Real food, gluten-free meals, and eclectic music!
My memory is not always the best. I often hear people reminiscing with such detail about their past – details that I can never muster from my foggy brain. What they wore on their first day of school, their thoughts on the first time they saw the ocean, where they were when they first heard Stairway to Heaven. I can’t remember that stuff! What I can remember is every time that I have had Honey Walnut Shrimp. The first time was in San Francisco in the 80’s with my friend Cynthia, before we set off on our grand camping trip through Napa Valley and Yosemite. The last time was also in California, with James on our 2nd honeymoon trip through the Russian River Valley.
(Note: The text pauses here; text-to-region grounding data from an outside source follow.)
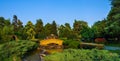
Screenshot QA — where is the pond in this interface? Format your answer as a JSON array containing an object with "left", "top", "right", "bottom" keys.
[
  {"left": 22, "top": 48, "right": 63, "bottom": 61},
  {"left": 105, "top": 46, "right": 120, "bottom": 50}
]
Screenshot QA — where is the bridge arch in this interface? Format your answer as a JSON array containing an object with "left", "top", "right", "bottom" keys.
[{"left": 40, "top": 39, "right": 63, "bottom": 46}]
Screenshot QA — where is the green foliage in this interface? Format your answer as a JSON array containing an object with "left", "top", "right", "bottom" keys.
[
  {"left": 0, "top": 17, "right": 13, "bottom": 43},
  {"left": 44, "top": 23, "right": 53, "bottom": 36},
  {"left": 73, "top": 20, "right": 89, "bottom": 40},
  {"left": 51, "top": 21, "right": 58, "bottom": 36},
  {"left": 58, "top": 23, "right": 78, "bottom": 40},
  {"left": 35, "top": 19, "right": 45, "bottom": 39},
  {"left": 104, "top": 0, "right": 120, "bottom": 43},
  {"left": 73, "top": 20, "right": 88, "bottom": 35},
  {"left": 45, "top": 49, "right": 120, "bottom": 61},
  {"left": 81, "top": 27, "right": 94, "bottom": 42},
  {"left": 108, "top": 0, "right": 120, "bottom": 20},
  {"left": 24, "top": 21, "right": 36, "bottom": 40},
  {"left": 63, "top": 39, "right": 80, "bottom": 49},
  {"left": 44, "top": 21, "right": 57, "bottom": 36},
  {"left": 109, "top": 50, "right": 120, "bottom": 55},
  {"left": 92, "top": 19, "right": 107, "bottom": 38},
  {"left": 0, "top": 40, "right": 38, "bottom": 61},
  {"left": 0, "top": 26, "right": 14, "bottom": 42}
]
Those delicate, crispy-fried shrimp, tossed in a creamy sauce, lightly sweet with honey, and topped with crunchy candied walnuts… I had never had such a sublime dish in a Chinese restaurant back home. Nor could I find it anywhere nearby…until now! Once I got over that fear of frying, this wonderful treat is now available in my own kitchen.
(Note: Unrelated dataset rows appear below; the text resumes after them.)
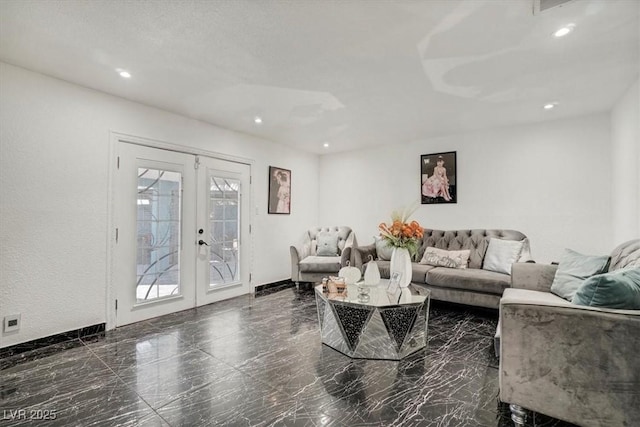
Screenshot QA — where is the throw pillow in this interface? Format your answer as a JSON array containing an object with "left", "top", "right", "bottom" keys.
[
  {"left": 550, "top": 249, "right": 610, "bottom": 301},
  {"left": 572, "top": 268, "right": 640, "bottom": 309},
  {"left": 316, "top": 232, "right": 339, "bottom": 256},
  {"left": 482, "top": 238, "right": 525, "bottom": 275},
  {"left": 419, "top": 247, "right": 470, "bottom": 269},
  {"left": 374, "top": 236, "right": 394, "bottom": 261},
  {"left": 518, "top": 238, "right": 534, "bottom": 263}
]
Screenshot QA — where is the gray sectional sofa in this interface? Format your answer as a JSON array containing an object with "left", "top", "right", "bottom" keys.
[
  {"left": 354, "top": 229, "right": 529, "bottom": 309},
  {"left": 499, "top": 239, "right": 640, "bottom": 427}
]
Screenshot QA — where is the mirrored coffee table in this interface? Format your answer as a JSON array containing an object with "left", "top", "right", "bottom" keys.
[{"left": 314, "top": 281, "right": 430, "bottom": 360}]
I adapted this recipe from Chinese Honey Walnut Shrimp found at Use Real Butter, but it is originally from Easy Chinese Recipes by Bee Yinn Low. The main change I made was to use far less sugary walnuts. Instead of glazing the walnuts in syrup, I toasted them, then tossed them in a butter and coconut palm sugar mixture, with a little rosemary and sea salt thrown in to make them more savory (nut recipe adapted from marthastewart.com). I also replaced the cornstarch coating on the shrimp with tapioca starch.
We enjoyed these shrimp with a side of roasted broccoli. It made a fantastic celebratory New Year’s Eve / Wedding Anniversary dinner. (Note: Goes well with champagne!)
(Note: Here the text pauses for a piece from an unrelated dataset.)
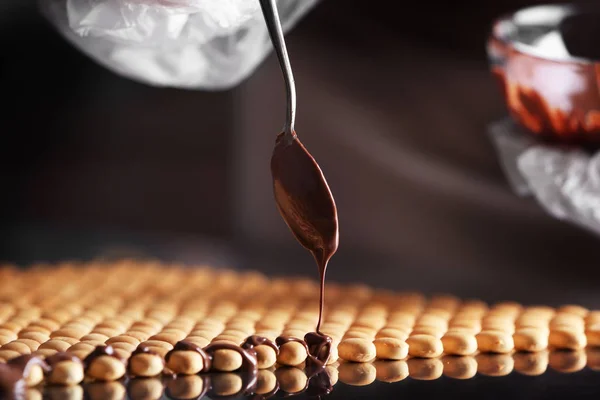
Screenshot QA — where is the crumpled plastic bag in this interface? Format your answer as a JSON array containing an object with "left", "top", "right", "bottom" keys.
[
  {"left": 489, "top": 118, "right": 600, "bottom": 235},
  {"left": 40, "top": 0, "right": 319, "bottom": 89}
]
Ingredients (generously serves 2)
Candied Rosemary Walnuts (makes 3 cups, store leftovers in sealed jar)
To prepare the walnuts: Preheat oven to 350F. Spread the walnuts on a baking sheet in a single layer and roast in the oven for 10-15 minutes. Remove from oven and set aside. In a large skillet, melt the butter. Stir in the coconut palm sugar, honey, and rosemary until well blended and the butter is foamy. Add the walnuts and cook over medium-high heat, tossing continuously, until the walnuts are well-glazed with the sugar mixture (3-4 minutes), being careful not to burn the walnuts. Spread the walnuts back out on a parchment paper-lined baking sheet to cool. Sprinkle with sea salt while hot. Toss them around occasionally to keep them from sticking together. The sugar-glaze will harden and will not be sticky when they are cool.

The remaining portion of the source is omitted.